Is Happiness U-shaped in Age Everywhere? A Methodological Reconsideration for Europe

A recent contribution to research on age and well-being asserts that the impact of age on happiness is ‘u-shaped’ virtually everywhere. I evaluate that finding for European countries, considering whether it is robust to alternative methodological approaches. The article shows that these alternative approaches do not produce a u-shape ‘everywhere’: u-shapes are evident for some countries, but for others, the pattern is quite different.

Pub. Date
20 November, 2023
Happy And Angry Faces On Wooden Blocks

Main Points

  • A finding of ‘u-shapes everywhere’ is not robust to reasonable alternative methodological decisions—certainly not for European countries.
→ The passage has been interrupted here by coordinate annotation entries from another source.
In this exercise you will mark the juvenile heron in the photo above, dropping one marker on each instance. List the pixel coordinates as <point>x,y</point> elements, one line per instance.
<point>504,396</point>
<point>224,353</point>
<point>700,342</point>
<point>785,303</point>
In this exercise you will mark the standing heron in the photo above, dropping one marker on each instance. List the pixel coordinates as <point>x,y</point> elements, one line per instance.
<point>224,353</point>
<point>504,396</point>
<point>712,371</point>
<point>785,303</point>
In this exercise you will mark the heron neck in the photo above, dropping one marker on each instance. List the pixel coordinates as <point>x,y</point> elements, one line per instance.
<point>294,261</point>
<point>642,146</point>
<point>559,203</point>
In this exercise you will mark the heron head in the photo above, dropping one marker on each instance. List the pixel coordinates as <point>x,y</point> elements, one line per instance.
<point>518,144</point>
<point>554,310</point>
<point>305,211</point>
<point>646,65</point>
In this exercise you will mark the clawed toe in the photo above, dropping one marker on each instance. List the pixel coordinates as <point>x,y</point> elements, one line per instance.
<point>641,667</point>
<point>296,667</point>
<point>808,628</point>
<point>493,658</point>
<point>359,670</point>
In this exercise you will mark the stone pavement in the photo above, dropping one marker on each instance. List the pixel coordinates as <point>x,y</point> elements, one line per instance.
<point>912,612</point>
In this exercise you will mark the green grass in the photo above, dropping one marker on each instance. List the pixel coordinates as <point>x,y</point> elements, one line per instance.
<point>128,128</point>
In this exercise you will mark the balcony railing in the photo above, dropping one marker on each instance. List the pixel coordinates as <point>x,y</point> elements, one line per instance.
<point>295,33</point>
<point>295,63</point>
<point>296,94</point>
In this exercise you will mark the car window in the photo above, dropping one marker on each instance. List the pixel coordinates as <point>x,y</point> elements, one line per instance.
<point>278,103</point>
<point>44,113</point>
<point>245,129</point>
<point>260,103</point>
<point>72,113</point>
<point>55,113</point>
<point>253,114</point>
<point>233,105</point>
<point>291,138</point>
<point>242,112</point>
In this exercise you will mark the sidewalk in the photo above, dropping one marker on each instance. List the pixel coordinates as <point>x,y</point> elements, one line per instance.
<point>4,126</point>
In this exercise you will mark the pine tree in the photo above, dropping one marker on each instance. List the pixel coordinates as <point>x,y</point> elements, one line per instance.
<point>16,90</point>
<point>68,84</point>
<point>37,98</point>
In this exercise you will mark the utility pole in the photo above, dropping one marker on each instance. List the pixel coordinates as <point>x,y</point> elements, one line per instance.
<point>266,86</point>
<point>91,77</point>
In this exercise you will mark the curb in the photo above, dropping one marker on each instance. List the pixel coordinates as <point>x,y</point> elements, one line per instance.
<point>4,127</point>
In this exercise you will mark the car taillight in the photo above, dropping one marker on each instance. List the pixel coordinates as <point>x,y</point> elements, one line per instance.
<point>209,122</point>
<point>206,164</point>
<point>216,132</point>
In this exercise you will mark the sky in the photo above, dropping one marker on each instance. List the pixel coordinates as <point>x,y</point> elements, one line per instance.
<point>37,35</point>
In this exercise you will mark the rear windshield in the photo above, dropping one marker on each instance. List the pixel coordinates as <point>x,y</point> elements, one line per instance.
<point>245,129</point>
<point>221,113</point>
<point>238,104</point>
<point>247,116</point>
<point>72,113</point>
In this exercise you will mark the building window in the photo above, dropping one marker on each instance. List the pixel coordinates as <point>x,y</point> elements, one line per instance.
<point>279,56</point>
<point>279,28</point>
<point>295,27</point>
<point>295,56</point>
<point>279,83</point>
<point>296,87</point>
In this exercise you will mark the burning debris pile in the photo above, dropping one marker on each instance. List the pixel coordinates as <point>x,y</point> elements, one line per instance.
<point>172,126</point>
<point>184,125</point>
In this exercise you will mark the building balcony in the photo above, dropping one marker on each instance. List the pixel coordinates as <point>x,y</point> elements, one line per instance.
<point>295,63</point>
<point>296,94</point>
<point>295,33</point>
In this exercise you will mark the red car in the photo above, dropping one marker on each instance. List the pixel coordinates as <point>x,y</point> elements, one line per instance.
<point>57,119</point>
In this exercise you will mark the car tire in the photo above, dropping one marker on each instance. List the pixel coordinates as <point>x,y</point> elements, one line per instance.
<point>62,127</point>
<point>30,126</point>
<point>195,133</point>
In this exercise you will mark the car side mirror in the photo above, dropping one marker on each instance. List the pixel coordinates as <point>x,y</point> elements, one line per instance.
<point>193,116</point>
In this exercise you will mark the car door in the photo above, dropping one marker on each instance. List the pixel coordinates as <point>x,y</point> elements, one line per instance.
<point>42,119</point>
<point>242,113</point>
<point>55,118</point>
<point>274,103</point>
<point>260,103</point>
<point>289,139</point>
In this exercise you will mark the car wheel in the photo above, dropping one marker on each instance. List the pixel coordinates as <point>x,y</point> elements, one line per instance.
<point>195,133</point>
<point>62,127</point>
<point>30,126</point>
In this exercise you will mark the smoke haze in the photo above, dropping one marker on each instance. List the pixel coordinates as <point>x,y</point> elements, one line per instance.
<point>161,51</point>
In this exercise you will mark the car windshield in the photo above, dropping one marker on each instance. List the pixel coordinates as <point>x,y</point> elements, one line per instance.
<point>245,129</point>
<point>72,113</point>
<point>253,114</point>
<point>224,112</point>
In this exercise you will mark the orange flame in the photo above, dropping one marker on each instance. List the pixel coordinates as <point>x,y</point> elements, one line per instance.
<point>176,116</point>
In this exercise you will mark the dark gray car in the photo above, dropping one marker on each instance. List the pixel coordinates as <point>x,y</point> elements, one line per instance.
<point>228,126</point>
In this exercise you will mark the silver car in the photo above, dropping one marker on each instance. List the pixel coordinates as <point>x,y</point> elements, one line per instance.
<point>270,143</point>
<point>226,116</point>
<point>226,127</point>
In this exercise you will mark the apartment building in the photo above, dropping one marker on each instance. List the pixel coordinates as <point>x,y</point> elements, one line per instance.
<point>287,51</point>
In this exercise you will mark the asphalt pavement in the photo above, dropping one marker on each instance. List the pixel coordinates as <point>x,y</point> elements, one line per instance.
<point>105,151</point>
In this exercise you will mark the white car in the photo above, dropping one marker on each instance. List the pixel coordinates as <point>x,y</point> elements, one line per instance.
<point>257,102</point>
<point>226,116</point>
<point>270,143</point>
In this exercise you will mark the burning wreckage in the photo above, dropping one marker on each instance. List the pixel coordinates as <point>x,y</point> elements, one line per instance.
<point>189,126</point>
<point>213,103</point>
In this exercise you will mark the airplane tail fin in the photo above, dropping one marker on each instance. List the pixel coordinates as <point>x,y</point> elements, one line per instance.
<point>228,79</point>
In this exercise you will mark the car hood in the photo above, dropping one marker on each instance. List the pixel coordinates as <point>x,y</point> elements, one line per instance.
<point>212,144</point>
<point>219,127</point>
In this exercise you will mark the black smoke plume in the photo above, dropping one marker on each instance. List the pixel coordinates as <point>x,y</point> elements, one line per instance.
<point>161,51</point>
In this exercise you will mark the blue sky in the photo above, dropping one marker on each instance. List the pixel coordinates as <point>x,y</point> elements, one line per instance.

An analysis using different methodological decisions produces results that for some countries depart (sometimes substantially) from the idea of u-shapes.
  • To estimate the age-to-happiness effect, we are best served by an analysis that uses a full range of adult ages, does not control for individual circumstances but includes controls for cohort and period, and uses a flexible analytical form (instead of imposing a quadratic model even in situations where the relationship is not in fact u-shaped).
  • Where u-shapes exist, they are also substantially ‘shallower’ than is portrayed in Blanchflower (2021). The reason is that in Blanchflower’s analysis there are controls for individual circumstances. These controls are influenced by ageing itself – and the consequence is that that analysis hides some of the impact of age (i.e., they are ‘bad controls’). Getting older commonly includes the experience of loss – and if we use ‘bad controls’ we will ‘control away’ part of the negative impact of ageing on happiness. That approach to the analysis overstates any tendency of happiness to increase in older age.